Consider this: there are literally hundreds of unwanted birds that were often purchased on impulse. They are all in dire need of a permanent home. Successful partnerships need a grasp of these birds as well as an unwavering readiness to receive unconditional acceptance. Anyone who is willing to make a real commitment, who is willing to love, understand, respect, and be patient with their new charge, will have a gratifying and great experience. We as caregivers have an ethical and moral need to acquaint ourselves and be aware of the task that awaits us before obtaining any bird, baby or adult. There are great publications on the topic of maintaining parrots, and it is incumbent upon all of us to benefit from the tremendous work that has already been done in this field: to be aware of their physiological and psychological needs. The same mutually unpleasant penalties for ignorance and the same incentives for being knowledgeable and treating the bird with respect, compassion, patience, and understanding for and of the species unfailingly apply to bird chicks and “seniors.”

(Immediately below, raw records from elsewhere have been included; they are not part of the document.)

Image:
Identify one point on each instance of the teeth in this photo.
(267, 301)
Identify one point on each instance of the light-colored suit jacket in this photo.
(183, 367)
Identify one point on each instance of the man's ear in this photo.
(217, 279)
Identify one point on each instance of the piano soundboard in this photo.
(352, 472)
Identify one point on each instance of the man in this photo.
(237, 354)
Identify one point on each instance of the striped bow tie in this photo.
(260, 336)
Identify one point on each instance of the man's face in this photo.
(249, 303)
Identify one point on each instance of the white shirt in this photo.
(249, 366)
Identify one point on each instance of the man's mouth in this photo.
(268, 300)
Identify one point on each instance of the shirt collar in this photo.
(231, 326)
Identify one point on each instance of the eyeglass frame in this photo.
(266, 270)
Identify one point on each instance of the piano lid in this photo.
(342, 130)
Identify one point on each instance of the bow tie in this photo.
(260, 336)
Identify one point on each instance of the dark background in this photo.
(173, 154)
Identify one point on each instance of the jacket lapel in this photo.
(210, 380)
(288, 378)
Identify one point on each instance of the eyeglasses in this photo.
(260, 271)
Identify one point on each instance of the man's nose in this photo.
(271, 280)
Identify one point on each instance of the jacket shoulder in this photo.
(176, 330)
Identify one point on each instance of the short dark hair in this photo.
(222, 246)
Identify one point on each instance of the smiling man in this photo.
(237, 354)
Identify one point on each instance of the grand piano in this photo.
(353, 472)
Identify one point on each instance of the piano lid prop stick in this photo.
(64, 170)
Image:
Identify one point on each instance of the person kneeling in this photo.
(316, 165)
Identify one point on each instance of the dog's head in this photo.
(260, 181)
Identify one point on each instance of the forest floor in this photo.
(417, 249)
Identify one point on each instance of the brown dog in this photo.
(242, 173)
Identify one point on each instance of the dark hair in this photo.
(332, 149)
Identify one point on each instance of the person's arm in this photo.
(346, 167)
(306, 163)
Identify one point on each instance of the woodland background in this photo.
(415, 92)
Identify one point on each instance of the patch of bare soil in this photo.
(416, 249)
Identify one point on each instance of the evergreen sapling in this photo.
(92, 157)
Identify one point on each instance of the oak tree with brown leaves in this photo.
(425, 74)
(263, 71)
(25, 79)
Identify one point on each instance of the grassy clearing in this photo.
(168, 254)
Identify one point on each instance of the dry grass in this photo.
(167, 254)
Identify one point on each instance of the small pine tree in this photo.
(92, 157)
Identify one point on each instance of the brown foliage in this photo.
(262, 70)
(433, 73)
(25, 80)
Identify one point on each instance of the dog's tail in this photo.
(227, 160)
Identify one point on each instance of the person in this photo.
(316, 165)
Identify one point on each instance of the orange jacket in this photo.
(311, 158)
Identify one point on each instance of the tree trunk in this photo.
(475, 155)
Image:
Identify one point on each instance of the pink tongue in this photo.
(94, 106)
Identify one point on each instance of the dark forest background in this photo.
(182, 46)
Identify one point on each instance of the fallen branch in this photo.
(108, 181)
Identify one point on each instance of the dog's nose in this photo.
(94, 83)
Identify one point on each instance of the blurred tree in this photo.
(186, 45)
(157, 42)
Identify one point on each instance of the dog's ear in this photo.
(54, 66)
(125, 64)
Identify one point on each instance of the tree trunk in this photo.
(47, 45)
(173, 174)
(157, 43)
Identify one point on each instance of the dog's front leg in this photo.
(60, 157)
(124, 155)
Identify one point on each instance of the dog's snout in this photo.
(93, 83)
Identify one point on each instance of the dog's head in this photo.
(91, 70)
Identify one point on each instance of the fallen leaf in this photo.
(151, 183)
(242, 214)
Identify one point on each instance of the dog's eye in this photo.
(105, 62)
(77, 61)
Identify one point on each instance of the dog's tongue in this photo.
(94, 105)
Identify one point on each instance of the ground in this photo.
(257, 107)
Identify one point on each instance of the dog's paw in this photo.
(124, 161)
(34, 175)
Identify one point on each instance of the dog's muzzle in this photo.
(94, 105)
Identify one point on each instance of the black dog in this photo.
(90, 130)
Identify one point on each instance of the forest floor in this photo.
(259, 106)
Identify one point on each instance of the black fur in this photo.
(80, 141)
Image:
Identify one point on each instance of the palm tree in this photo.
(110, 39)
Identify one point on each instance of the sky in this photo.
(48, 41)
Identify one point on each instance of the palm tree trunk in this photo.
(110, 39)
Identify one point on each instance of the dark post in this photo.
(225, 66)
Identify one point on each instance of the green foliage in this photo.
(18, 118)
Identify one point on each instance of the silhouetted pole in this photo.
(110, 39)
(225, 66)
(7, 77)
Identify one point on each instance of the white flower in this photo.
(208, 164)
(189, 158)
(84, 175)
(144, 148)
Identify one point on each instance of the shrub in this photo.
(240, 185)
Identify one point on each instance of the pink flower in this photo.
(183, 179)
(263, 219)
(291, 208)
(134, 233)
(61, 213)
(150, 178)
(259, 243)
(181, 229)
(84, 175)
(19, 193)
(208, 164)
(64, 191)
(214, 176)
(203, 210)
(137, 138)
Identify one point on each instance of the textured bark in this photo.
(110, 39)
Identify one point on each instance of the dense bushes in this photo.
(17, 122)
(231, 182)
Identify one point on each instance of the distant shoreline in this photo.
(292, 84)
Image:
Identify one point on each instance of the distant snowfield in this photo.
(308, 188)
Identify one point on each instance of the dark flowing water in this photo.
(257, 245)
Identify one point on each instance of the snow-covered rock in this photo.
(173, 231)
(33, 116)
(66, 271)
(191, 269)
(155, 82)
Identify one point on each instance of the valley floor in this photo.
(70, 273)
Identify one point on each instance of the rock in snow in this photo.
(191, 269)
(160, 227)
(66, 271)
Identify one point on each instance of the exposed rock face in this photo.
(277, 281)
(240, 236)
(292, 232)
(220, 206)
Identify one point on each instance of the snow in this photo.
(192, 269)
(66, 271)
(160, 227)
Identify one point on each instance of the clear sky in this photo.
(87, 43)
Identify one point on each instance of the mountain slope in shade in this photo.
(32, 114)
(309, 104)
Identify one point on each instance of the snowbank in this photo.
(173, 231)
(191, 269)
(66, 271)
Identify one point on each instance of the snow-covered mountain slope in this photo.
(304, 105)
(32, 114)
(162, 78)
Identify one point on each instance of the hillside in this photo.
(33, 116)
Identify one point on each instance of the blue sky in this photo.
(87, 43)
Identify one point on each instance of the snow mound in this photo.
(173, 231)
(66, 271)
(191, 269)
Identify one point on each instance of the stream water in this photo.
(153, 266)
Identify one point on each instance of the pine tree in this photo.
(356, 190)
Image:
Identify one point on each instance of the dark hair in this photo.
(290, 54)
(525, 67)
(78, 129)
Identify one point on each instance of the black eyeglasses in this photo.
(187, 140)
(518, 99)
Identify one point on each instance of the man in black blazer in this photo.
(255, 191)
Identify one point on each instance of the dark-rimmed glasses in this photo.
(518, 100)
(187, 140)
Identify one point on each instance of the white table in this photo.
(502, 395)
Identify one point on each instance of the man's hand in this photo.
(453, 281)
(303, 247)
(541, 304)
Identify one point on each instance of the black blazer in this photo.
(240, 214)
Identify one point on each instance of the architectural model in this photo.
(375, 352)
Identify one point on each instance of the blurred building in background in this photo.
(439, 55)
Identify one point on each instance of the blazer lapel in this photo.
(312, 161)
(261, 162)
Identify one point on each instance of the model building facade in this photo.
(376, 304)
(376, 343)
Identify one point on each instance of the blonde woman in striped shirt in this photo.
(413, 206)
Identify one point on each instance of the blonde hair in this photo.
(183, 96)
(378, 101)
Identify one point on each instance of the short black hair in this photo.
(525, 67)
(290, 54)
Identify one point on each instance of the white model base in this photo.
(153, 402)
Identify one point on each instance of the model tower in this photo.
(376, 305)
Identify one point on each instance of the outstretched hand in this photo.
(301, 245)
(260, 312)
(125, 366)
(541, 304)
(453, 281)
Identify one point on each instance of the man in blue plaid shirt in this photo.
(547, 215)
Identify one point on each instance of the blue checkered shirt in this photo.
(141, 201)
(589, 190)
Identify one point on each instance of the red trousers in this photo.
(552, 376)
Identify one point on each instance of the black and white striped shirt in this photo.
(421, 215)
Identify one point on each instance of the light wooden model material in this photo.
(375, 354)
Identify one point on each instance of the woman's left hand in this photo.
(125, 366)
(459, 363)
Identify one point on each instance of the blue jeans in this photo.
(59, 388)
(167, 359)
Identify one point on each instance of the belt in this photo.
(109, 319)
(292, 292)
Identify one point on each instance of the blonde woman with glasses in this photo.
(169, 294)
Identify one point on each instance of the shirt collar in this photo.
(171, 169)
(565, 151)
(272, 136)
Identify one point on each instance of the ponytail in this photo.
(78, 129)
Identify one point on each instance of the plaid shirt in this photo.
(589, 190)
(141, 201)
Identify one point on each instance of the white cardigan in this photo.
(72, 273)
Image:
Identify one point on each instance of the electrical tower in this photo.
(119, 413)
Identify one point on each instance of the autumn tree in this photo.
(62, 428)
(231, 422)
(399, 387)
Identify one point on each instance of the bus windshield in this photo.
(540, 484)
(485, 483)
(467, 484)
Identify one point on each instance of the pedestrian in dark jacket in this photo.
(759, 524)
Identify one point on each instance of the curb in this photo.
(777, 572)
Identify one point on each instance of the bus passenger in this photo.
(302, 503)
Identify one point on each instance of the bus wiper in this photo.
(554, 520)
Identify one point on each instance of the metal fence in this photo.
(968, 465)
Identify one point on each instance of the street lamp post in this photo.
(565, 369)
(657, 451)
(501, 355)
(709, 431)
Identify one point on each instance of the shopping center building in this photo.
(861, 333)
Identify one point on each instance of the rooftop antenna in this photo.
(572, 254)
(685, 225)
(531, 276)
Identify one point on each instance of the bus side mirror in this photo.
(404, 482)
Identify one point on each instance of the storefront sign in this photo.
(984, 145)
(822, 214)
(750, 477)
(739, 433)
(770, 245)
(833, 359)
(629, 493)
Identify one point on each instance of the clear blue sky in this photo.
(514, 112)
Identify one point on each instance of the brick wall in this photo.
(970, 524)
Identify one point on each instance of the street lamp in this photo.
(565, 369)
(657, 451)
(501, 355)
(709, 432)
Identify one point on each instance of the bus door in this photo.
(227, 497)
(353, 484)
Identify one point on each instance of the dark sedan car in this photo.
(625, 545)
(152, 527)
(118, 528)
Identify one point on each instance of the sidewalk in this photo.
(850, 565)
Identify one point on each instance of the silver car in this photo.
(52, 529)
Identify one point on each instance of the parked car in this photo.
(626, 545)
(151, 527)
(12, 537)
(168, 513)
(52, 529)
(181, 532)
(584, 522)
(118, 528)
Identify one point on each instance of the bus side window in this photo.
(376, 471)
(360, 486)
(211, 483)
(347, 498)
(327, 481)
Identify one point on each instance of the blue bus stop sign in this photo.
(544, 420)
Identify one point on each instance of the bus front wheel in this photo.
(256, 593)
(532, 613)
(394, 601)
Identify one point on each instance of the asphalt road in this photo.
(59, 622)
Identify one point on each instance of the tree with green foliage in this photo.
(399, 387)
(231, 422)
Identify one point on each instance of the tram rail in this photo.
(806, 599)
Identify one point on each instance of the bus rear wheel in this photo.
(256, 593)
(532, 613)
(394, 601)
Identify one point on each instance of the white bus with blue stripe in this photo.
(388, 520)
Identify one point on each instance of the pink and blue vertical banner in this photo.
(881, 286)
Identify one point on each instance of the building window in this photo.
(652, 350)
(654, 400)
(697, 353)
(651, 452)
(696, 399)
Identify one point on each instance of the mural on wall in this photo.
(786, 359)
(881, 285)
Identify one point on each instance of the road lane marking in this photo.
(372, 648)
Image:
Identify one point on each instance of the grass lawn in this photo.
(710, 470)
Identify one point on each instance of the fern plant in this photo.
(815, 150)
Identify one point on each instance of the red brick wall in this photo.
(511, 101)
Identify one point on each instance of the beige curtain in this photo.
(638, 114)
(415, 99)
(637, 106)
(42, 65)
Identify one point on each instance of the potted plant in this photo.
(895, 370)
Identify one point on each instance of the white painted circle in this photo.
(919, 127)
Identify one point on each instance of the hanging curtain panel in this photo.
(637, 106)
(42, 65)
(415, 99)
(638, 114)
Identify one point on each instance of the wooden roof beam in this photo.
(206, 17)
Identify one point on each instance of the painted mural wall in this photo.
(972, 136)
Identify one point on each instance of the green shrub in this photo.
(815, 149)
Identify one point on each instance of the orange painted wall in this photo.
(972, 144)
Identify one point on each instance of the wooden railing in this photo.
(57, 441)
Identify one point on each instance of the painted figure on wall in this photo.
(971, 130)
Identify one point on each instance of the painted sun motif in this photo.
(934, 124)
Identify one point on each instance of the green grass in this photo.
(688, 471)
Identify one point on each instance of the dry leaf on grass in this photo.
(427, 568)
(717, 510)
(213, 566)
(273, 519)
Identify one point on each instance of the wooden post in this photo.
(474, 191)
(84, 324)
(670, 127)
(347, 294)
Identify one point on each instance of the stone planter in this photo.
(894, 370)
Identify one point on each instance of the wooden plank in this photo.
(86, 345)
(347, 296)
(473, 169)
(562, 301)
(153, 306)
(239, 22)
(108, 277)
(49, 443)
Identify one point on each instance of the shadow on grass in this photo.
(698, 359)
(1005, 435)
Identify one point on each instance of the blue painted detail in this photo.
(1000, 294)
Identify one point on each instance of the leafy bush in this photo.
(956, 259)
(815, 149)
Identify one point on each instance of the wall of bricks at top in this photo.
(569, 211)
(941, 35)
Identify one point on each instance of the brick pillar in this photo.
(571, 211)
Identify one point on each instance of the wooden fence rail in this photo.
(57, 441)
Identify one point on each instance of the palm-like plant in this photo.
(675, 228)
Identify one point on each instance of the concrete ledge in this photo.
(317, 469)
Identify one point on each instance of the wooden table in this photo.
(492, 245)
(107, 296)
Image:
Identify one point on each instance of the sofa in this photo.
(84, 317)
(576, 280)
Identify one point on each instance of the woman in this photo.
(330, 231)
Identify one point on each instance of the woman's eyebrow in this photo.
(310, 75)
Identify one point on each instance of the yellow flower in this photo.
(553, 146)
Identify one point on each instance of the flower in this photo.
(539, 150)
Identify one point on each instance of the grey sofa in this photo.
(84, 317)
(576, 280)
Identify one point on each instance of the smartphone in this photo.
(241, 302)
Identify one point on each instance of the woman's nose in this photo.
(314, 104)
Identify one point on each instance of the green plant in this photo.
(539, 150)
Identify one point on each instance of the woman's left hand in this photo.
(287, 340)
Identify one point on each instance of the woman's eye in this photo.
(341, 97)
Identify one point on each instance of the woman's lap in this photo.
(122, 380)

Some argue that “rescued” birds are aware of what has occurred and are thankful to people who provided them with safety and a genuine loving home.

We must constantly remember that parrots in general, and greys in particular, are more than simply birds; they are highly developed, exceedingly sensitive, clever, and observant beings that deserve to be treated as such.

In conclusion, there are no “second hand” birds; simply birds in need of a loving home. Some of our most well-known avian behaviorists are staunch supporters of the adoption of unwanted birds, often above the procurement of young. There’s a good explanation for this: first, they severely need us, and second, adult birds, even if abandoned by their owners, have the potential to be wonderful friends! It is all up to us!